Chi conosce almeno un po’ la storia del nostro Novecento si sta preoccupando già da tempo, gli altri stanno piano piano aprendo gli occhi e comprendendo quanto la situazione in Crimea sia delicata. I fatti sono da tempo noti al mondo intero: la Crimea, appunto, regione dell’Ucraina a forte prevalenza di popolazione russa, sta approfittando di una situazione di disordine politico di Kiev per essere annessa alla Russia. La nazione di Putin, dal canto suo, avrebbe più di un interesse nel prendere possesso della regione, non solo per motivi squisitamente legati alla tutela della popolazione locale ma anche per ragioni strategiche, geografiche (basti nominare il porto di Sebastopoli, tanto caro al governo moscovita) e politiche.
Proprio in seguito ad una situazione di crisi già fortemente presente in Ucraina, le truppe russe hanno colto l’occasione per entrare massicciamente in Crimea con lo scopo ufficiale di “difendere” la popolazione russa presente sul posto. L’Ucraina ha cercato sin dall’inizio una soluzione pacifica e diplomatica della situazione, pur mantenendo le sue truppe ben armate sul posto (truppe che pure sarebbero sconfitte in partenza contro lo strapotere russo), ottenendo però come risultato una velocizzazione della richiesta di distaccamento della Crimea stessa, primo passo verso la tanto desiderata annessione alla Russia.

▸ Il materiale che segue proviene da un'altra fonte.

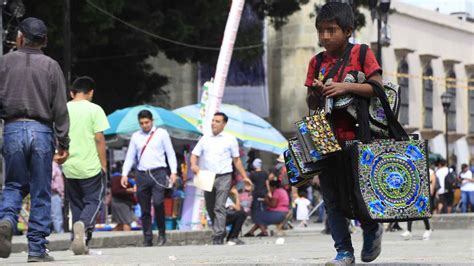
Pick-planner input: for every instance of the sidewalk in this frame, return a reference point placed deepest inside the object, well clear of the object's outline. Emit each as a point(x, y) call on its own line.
point(181, 238)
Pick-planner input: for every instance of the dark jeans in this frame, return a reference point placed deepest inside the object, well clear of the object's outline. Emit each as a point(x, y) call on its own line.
point(215, 203)
point(332, 193)
point(236, 219)
point(148, 188)
point(426, 221)
point(86, 197)
point(28, 149)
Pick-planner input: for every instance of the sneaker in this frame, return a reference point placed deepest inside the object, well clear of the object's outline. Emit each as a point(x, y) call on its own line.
point(235, 241)
point(342, 258)
point(217, 240)
point(406, 235)
point(78, 243)
point(427, 234)
point(161, 240)
point(45, 257)
point(6, 233)
point(372, 245)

Tra proiettili che iniziano a volare e corpi paramilitari senza distintivi di riconoscimento che circolano tra le strade di Sebastopoli e Simferopoli, l’UE e gli Stati Uniti hanno messo in moto la macchina delle relazioni diplomatiche: manco a dirlo, la fermezza di Mosca nel suo passo verso l’espansione è rimasta tale anche sotto le diffide Occidentali , e mentre le sanzioni del diritto internazionale non sono ancora destinate a figure di rango elevatissimo, le nuvole cariche di vecchie paure da guerra fredda inizia a materializzarsi all’orizzonte delle Nazioni Unite.

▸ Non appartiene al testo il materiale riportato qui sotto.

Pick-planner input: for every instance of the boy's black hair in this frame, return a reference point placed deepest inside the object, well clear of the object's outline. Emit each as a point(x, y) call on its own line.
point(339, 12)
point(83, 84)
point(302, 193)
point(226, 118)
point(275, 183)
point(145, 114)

Era in fin dei conti il non lontanissimo 1938 quando l’Austria scelse con l’Anschluss di farsi annettere alla vicina Germania di Adolf Hitler, iniziando il cammino verso il disastro mondiale che tutti conosciamo. Il paragone suona forse un po’ troppo azzardato (Putin e la sua Russia sono, in fin dei conti, il paradiso della democrazia se paragonati alla Germania Nazista), eppure è giusto tenere ben presente a cosa portano situazioni così ingarbugliate. La Germania venne richiamata più e più volte dagli Stati Occidentali nel suo cammino di espansione, richiami che furono troppo morbidi e timorosi per essere ascoltati: sappiamo tutti come andò a finire. Fu Churchill, alla fine della Conferenza di Monco, ultima prima dell’inizio della Seconda Guerra Mondiale, a riassumere in poche parole il fallimento dell’operazione diplomatica di Francia ed Inghilterra: “Francia e Regno Unito” sentenziò il politico britannico “dovevano scegliere tra guerra e disonore. Hanno scelto il disonore. Avranno la guerra. “
Oggi Vladimir Putin e la Crimea sembrano volutamente sordi ad ogni richiamo proveniente da Occidente, in una situazione per ora delicata che a breve potrebbe diventare addirittura preoccupante.
Nessuno può prevedere il futuro, ma l’impressione è che per evitare sul nascere i disastri che abbiamo dovuto affrontare un secolo fa, alle Nazioni Unite spetta un compito arduo: lasciar trasparire quella fermezza che nel 1938, forse troppo democratici per tempi non ancora maturi, non ebbero il coraggio di adottare.